A vote for Measure AAA would authorize Doud to “conduct performance audits of city departments, boards, commissions and offices.”
But doesn’t she already do that?
Yes, says Doud. But the language in the city charter is vague and should be updated.
“I know that people’s eyes tend to glaze over when they even see the word ‘audit’,” she says. “But this is really quite simple.”
We sat down with Doud to learn more about the measure and why she feels it’s good government.
LB Post: Why do you want to update the city charter?
Doud: We’re dealing with a city charter that’s over 100 years old, so it’s very much outdated. We’re held to certain standards and those standards have increased over the years. We want to keep current with the generally accepted government auditing standards so we can have clear language for the next generations.
LB Post: What would Measure AAA change?
Doud: Measure AAA changes two things. The first is that the charter explicitly states that we have the authority to do financial audits, but the profession has evolved into performance audits.
Our office gets into the nitty gritty of the departments and agencies to look at how government can be better and more efficient. We’re already doing these performance audits, but what’s happened over the past few years is that there’s a disconnect between what the charter says and what we’re actually doing today.
This would simply add language giving us the explicit authority to do performance audits. There’s been some questions and challenges as to whether we have the authority to do certain audits. So when people start to question whether or not we have the authority, this makes it clear.

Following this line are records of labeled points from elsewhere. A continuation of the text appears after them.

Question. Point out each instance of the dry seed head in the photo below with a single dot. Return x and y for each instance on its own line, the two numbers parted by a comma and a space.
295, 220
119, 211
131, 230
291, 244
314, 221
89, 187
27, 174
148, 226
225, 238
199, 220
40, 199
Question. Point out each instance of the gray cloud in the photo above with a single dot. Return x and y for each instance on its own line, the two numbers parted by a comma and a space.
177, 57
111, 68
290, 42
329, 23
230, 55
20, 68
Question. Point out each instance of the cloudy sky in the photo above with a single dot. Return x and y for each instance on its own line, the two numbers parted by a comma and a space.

LB Post: And the second change?
Doud: The other piece is unlimited, unrestricted access to all documents. Right now in the city charter, it only allows us access to financial documents. The change would explicitly state that we have access to all documents.

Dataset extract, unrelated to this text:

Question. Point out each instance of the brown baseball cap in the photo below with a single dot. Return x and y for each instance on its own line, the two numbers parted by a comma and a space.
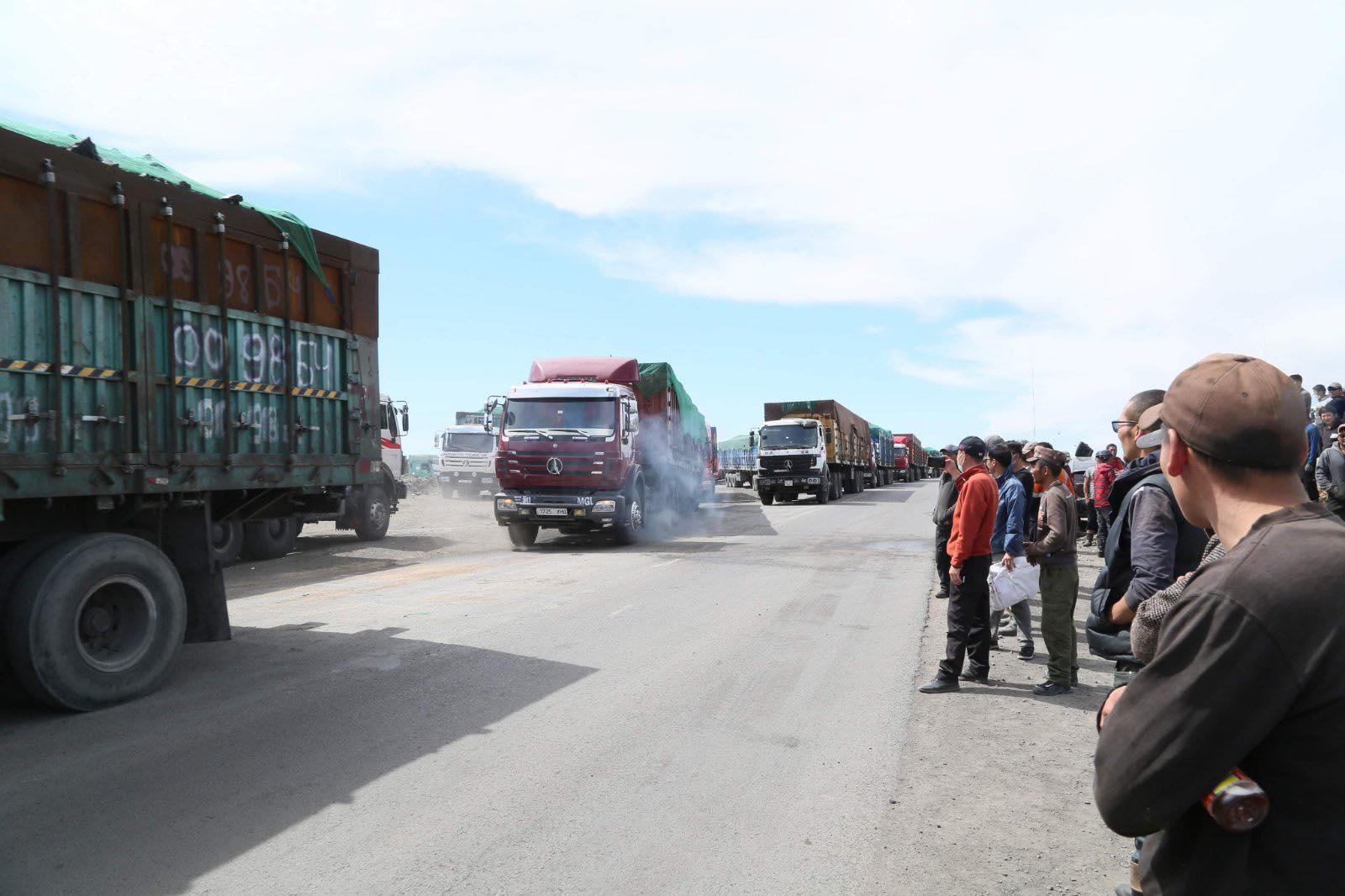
1235, 408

LB Post: Opponents of Measure AAA say the change in wording from “immediate” to “timely” access to all documents would give departments leeway to delay information.
Doud: I hope voters aren’t distracted by that argument because we understand that our request for documents takes time and effort for departments that are drowning in budget cuts, and even though we’ve had immediate access before, I have always given every department reasonable time.
“Timely” gives them the impression that they don’t have to drop everything, and the wording is in line with eight other cities where we did a benchmark study. I’m a reasonable auditor and I believe in establishing trust and working with the departments. But if there are issues, I’m not gonna let anyone roll over. I would have no problem going directly to the city manager or the media.
LB Post: What do you want voters to know about Measure AAA?
Doud: For me, this is all about good government. It’s about what I stand for, what I went to school for, the oath of office. The public has placed an enormous amount of trust in me. They’re depending on me and this office to increase the accountability and transparency of government, and that’s something I take seriously.
Note: The Long Beach Post also reached out to the Association of Local Government Auditors for its take on Measure AAA.
In an email, ALGA president Kristine Adams-Wannberg said the changes would update and clarify language in the city charter and are consistent with the organization’s guidelines.